Authored by: Anonymous on Saturday, December 08 2012 @ 11:12 PM EST
I often think that the programmers that design UI's get caught up in the "Jee-wiz" of what they are doing.

It's not programmers who are designing most major UIs these days. It's "designers" with backgrounds in "design" psychology, or art. Sometimes it's committees following guidelines set down in a textbook written by a "designer". The designer gives the programmers a set of sketches or drawings and says "do it like this". Web sites are usually done the same way.

Designer rarely know how to write software. These designers are the core market for Adobe development software. This is why Flash still has a fanatical following, there are people who only know how to use the Flash software and are completely lost without it. I know someone who was working on iPhone apps, and the first thing they had to do in each project was to use their own custom software to extract the artwork from the Flash files they would be given by the designers.

There are good designers, and there are bad designers. There are also people who think they know what they are doing because they've read a few books, but they've never actually applied any of it.

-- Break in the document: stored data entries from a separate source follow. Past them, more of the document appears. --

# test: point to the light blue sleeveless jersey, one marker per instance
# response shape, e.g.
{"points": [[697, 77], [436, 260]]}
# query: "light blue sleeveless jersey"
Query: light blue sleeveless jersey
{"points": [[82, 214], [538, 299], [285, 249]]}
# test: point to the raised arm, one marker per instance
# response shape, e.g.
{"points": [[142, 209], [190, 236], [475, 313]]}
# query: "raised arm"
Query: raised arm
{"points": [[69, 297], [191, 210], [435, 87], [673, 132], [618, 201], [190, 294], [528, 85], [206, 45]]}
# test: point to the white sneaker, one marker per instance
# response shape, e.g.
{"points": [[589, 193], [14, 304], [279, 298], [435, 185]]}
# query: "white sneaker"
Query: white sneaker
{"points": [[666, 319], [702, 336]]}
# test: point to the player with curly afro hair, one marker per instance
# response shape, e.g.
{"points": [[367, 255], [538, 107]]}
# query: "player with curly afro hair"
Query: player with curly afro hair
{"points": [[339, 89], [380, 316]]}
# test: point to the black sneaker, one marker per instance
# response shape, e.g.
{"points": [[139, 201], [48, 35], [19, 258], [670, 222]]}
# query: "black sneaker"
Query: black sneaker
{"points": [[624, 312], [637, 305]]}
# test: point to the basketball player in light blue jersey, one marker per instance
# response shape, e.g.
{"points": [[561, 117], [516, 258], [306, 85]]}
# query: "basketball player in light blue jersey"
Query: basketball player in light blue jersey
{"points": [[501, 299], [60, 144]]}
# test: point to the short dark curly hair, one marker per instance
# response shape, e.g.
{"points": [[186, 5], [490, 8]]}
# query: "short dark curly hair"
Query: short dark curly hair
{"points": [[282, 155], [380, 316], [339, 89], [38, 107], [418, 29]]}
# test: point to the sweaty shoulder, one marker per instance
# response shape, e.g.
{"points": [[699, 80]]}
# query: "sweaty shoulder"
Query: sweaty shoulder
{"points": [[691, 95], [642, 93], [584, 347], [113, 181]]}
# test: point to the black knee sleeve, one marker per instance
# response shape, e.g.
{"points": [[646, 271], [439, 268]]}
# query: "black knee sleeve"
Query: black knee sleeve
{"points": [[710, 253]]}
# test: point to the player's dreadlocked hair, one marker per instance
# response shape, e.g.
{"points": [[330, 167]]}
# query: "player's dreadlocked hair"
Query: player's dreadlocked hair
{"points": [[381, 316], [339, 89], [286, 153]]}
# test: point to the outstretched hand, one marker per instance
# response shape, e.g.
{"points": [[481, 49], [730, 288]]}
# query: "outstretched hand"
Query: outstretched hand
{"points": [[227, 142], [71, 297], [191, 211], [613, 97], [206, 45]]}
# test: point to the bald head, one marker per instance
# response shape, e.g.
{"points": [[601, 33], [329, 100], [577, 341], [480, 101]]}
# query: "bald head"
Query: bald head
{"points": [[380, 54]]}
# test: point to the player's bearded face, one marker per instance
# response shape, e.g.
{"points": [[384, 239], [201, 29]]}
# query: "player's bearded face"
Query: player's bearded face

[ Reply to This | Parent | # ]

Christmas gift for someone you hate: Windows 8 - Hmm a crippled Win7?
Authored by: JamesK on Sunday, December 09 2012 @ 08:22 AM EST
{
the punch cards
}

The punch cards spilled all over the floor. ;-)


---
The following program contains immature subject matter.
Viewer discretion is advised.

[ Reply to This | Parent | # ]

Christmas gift for someone you hate: Windows 8 - Hmm a crippled Win7?
Authored by: Anonymous on Monday, December 10 2012 @ 01:11 PM EST
more things that can be done to "enhance" the user experience. I think that most people just want the computer to be a tool that allows them to accomplish something. I also think that most people soon get over the entertainment factor
I used to develop mainframe green screen apps. We had a lot of content packed into each screen to minimize CICS calls. It was hell for a new user to figure things out but after a few days they got it. The problem was the casual user, they could never figure things out and adding pop up help to each field and the cryptic headings didn't help much. My last employer ended up moving to a .net app with multiple screens to replace the single screen we had previously. The casual users were now just as fast as the power user (both slow), but because of this the work that went to the power users could go to almost anyone. As someone one who has spent many hours a day in front of a screen over the past 30 years, it is often hard to think of a user who does not check mail first thing in the morning and before bed, but there are large numbers of people who still do not have a computer at home, and many more who have a computer but have not advanced past opening a browser and clicking a few links. I have had to rename the firefox icon to internet for them, and they still cannot install software from CD, download anything, open a document, print a page, or remember a password.